Briest, Luise von

Effis Mutter, eine »schöne, schlanke« Frau (1/7), zu Beginn der erzählten Geschichte 38 Jahre alt (vgl. 1/11), eine geborene Belling aus Schwantikow, einem Gut in der Nachbarschaft des Briestschen Gutes Hohen-Cremmen (vgl. 1/11).

Luise von Briest hat, wie sich in mehreren Gesprächen mit ihrem Mann zeigt, ein recht genaues und differenziertes Bild von Effis Charakter. Sie kennt auch Innstetten, der, als er »noch keine Zwanzig« war (ebd.), erfolglos um ihre Hand angehalten hatte und nun um die ihrer Tochter wirbt. Sie kann also die markanten Unterschiede beider Charaktere einschätzen. Dennoch rät sie ihrer Tochter, den Heiratsantrag des 38-Jährigen (den Effi zwei Tage zuvor zum ersten Mal gesehen hat) anzunehmen, und versieht diesen Rat sogar mit einigem Nachdruck (vgl. 2/18).

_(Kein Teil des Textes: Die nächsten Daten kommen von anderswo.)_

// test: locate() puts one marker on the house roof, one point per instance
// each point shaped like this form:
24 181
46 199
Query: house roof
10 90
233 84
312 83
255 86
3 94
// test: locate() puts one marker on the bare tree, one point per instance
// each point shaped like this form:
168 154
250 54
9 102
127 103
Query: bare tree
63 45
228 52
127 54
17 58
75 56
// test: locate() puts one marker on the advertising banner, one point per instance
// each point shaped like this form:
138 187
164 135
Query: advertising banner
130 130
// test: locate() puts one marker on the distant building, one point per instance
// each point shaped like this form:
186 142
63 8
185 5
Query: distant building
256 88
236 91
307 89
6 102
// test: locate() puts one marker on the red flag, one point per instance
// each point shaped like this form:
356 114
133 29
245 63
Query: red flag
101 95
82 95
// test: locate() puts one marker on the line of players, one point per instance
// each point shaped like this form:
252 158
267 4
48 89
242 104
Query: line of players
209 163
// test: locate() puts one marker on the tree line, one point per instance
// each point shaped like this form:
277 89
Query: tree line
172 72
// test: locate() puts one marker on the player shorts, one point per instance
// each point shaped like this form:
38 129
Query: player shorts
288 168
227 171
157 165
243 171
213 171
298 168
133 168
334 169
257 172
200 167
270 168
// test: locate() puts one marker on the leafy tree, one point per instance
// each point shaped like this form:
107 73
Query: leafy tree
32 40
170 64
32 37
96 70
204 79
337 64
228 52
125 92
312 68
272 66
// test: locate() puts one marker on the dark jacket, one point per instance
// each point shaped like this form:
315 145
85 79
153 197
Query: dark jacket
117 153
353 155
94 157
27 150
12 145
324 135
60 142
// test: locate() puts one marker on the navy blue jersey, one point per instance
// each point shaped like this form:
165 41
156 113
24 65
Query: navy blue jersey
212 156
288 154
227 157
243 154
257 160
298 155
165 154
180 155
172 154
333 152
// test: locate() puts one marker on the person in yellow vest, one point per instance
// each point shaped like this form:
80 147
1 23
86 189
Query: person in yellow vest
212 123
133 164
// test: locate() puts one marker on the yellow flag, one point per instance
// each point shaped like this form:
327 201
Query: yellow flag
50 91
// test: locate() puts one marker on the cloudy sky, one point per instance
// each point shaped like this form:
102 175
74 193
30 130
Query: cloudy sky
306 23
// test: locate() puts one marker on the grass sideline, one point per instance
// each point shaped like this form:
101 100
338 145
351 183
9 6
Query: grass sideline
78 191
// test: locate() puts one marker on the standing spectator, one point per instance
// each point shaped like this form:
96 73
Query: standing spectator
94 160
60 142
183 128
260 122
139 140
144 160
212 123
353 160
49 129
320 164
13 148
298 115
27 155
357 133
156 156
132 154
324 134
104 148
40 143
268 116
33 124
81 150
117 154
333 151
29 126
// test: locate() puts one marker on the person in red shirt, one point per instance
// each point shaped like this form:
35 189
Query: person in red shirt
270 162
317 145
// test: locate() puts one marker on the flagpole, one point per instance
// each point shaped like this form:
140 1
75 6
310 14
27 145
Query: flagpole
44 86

Zwei Gründe dürften für dieses Verhalten verantwortlich sein. Zum einen ist ihr Denken stark von den Normen und Konventionen ihres Standes bestimmt: Dass Effi durch eine Heirat mit einem erfolgreichen und ehrgeizigen Beamten wie Innstetten »mit zwanzig Jahren« da stehen wird, »wo andere mit vierzig stehen« (ebd.), ist in ihren Augen ein starkes Argument für diese Ehe, wohl das stärkste und ausschlaggebende. Denn zum anderen hat sie eine illusionslose Auffassung von dem Leben, das Frauen in der Ehe erwartet. Dass »die Frau in einer Zwangslage sei«, die ihr ein selbstbestimmtes Leben verwehrt, steht für sie fest (5/47), ja mehr: Sie ist auch überzeugt, dass jeder Mann seine Frau nolens volens »quält« schon dadurch, dass er das gemeinsame Leben an seinen Vorstellungen und Vorlieben ausrichtet (5/41). Liebe und Zuneigung scheint sie deshalb für eher nachrangige Kriterien der Partnerwahl zu halten und ist sich sicher, dass ihre Tochter von Glück sagen kann, in Innstetten doch immerhin einen »Mann von Charakter, von Stellung und guten Sitten« zu bekommen (2/18).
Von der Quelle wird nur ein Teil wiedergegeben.